Automakers’ Existential Choice
China’s auto executives now face an irreversible power shift. As Yin Tongyue acknowledged, “When we disagree, we follow Huawei.” This capitulation establishes the new industry paradigm:
The Tech-Ally Imperative
– SAIC (once protective of its “soul”) now partners with Huawei
– BAIC and JAC embraced Huawei control for faster development
– Geely bets on independent Flyme Auto ecosystem
Traditional manufacturers lacking either:
– Vertical integration like BYD
– Tech partnerships like Huawei/Xiaomi
face extinction within 24 months. The brutal math: Huawei spends more monthly on automotive AI ($23 million) than Chery’s quarterly R&D budget.

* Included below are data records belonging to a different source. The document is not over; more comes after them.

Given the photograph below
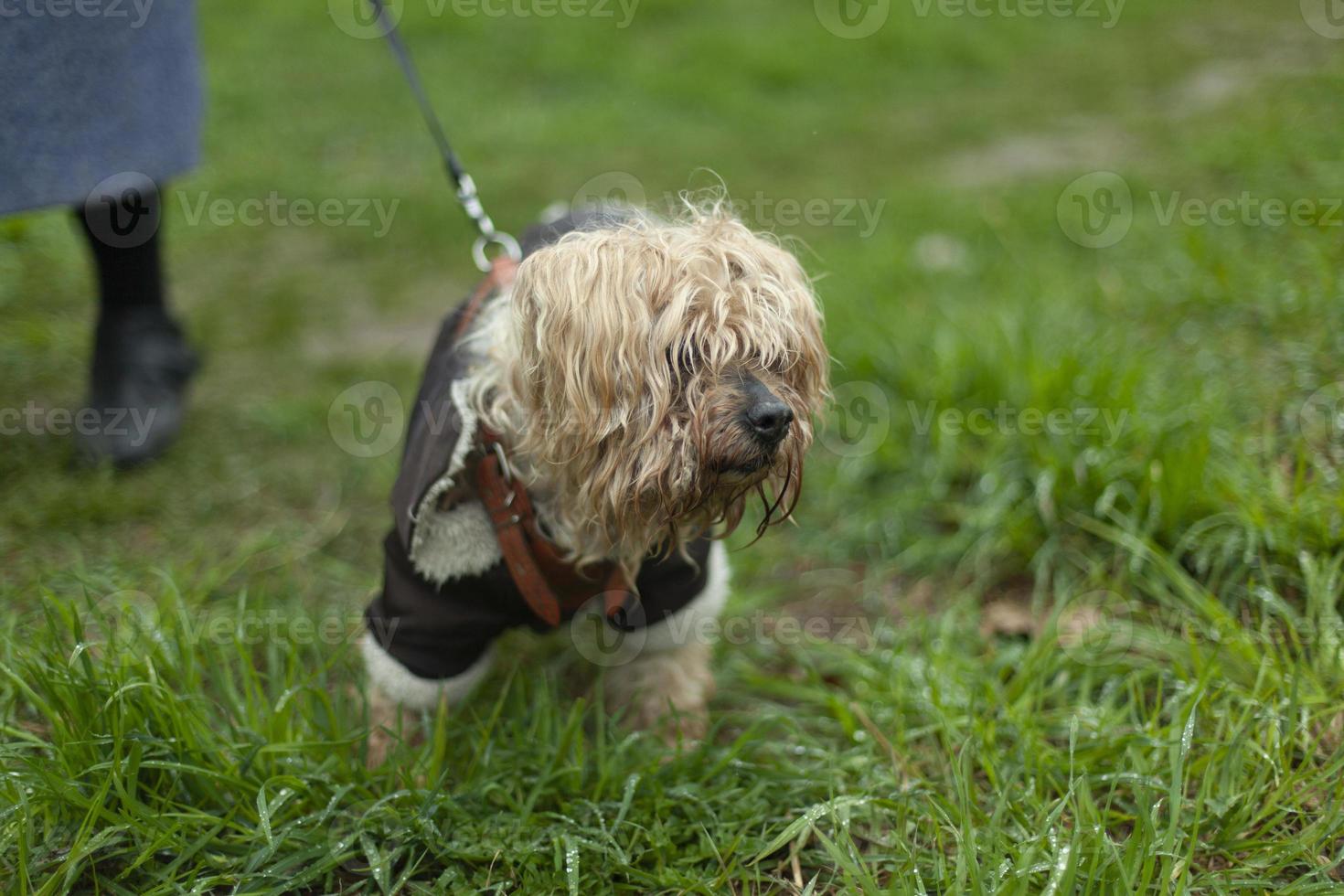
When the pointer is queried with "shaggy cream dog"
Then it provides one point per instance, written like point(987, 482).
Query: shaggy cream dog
point(637, 383)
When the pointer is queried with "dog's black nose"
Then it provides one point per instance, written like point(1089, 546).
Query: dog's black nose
point(769, 420)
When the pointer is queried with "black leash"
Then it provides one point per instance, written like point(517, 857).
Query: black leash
point(463, 183)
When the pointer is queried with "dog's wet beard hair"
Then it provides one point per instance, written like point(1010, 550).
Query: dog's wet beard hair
point(613, 378)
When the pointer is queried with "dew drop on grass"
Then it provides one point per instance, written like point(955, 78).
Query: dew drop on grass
point(571, 865)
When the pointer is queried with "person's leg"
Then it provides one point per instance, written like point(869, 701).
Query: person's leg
point(140, 360)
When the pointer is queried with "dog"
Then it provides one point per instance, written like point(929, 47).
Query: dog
point(588, 430)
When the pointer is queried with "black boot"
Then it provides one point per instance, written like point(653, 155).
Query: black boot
point(137, 387)
point(140, 360)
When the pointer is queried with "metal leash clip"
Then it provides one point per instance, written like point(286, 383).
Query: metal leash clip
point(463, 182)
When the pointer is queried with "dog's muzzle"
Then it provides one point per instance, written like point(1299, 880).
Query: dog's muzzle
point(765, 417)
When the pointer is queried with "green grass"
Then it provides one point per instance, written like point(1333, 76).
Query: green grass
point(1070, 663)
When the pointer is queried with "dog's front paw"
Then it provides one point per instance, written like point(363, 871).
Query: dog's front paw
point(666, 692)
point(389, 723)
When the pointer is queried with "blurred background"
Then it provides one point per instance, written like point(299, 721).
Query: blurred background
point(1078, 346)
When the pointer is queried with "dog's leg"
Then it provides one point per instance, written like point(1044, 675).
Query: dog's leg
point(397, 695)
point(388, 718)
point(667, 686)
point(667, 690)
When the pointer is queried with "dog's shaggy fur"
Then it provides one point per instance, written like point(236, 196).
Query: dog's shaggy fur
point(614, 369)
point(620, 368)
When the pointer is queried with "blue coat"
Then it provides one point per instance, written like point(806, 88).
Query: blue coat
point(91, 89)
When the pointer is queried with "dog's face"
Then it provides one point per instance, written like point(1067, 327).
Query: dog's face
point(664, 374)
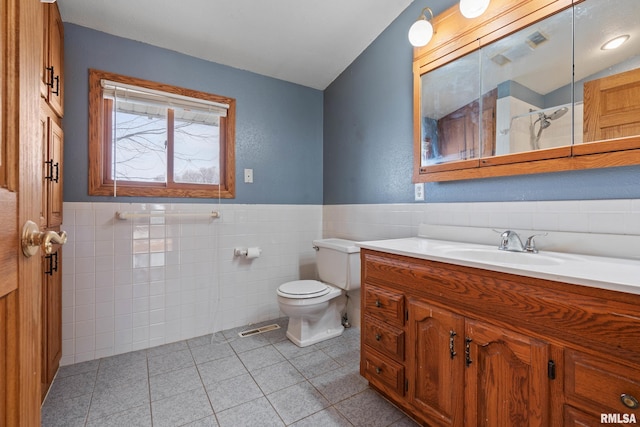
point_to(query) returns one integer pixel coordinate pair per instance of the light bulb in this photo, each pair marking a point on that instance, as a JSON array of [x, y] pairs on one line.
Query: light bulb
[[615, 43], [473, 8], [420, 33]]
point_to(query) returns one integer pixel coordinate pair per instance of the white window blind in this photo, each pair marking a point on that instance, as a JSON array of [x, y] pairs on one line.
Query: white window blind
[[156, 98]]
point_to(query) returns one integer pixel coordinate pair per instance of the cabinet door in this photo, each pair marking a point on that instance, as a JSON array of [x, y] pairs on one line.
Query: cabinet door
[[436, 353], [51, 78], [506, 381]]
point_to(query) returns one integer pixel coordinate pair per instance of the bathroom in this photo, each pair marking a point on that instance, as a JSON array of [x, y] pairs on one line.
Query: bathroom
[[336, 162]]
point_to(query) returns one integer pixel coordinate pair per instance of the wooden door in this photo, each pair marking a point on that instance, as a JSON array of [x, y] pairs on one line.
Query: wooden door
[[612, 106], [56, 58], [20, 198], [436, 353], [506, 382]]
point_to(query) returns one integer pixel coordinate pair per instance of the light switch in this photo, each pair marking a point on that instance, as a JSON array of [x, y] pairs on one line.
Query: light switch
[[248, 176]]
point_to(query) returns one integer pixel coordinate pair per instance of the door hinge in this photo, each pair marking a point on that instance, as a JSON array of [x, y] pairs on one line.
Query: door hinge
[[551, 370]]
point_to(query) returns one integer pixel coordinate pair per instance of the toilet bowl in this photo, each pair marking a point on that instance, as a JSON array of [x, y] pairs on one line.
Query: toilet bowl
[[315, 307], [314, 316]]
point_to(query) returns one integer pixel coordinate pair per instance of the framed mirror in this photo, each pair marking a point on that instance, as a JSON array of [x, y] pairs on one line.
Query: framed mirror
[[498, 95]]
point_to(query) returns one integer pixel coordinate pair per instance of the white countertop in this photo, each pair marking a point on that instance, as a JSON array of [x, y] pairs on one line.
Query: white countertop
[[617, 274]]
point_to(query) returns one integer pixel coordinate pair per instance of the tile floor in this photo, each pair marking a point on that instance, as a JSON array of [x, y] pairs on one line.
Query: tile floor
[[224, 380]]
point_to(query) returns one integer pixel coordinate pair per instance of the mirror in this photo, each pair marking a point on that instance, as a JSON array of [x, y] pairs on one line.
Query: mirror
[[518, 95]]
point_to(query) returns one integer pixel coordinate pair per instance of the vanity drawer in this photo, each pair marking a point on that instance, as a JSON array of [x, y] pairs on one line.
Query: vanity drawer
[[384, 304], [384, 338], [382, 371], [612, 387]]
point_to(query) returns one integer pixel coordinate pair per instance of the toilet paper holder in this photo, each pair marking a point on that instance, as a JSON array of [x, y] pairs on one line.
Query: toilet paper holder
[[249, 253]]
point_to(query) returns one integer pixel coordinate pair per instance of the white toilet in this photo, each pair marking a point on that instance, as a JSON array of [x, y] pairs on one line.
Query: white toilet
[[315, 307]]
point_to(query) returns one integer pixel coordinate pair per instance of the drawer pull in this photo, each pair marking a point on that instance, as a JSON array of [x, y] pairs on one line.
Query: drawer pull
[[629, 401], [467, 351], [452, 351]]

The High-Stakes Experiment
Zhijie becomes the ultimate test case for tech-driven automotive disruption. Success would validate Huawei’s “control without ownership” model globally. Failure might expose the limits of cross-industry empire building.
For consumers, Huawei’s takeover means accelerated innovation: Zhijie’s new S7/R7 deliver unprecedented tech value at mid-market prices. For investors, watch Harmony OS adoption rates—when Zhijie exceeds 50,000 monthly sales, Huawei’s ecosystem leverage becomes unstoppable.
China’s auto industry has reached its tech-or-die moment. Automakers must now choose their ecosystem alliance—Huawei or Xiaomi—before the window closes. The victors won’t just dominate roads, but the entire mobility experience. Track Zhijie’s sales data through Q4 2025 to gauge whether Huawei’s gamble will reshape global automotive hierarchies.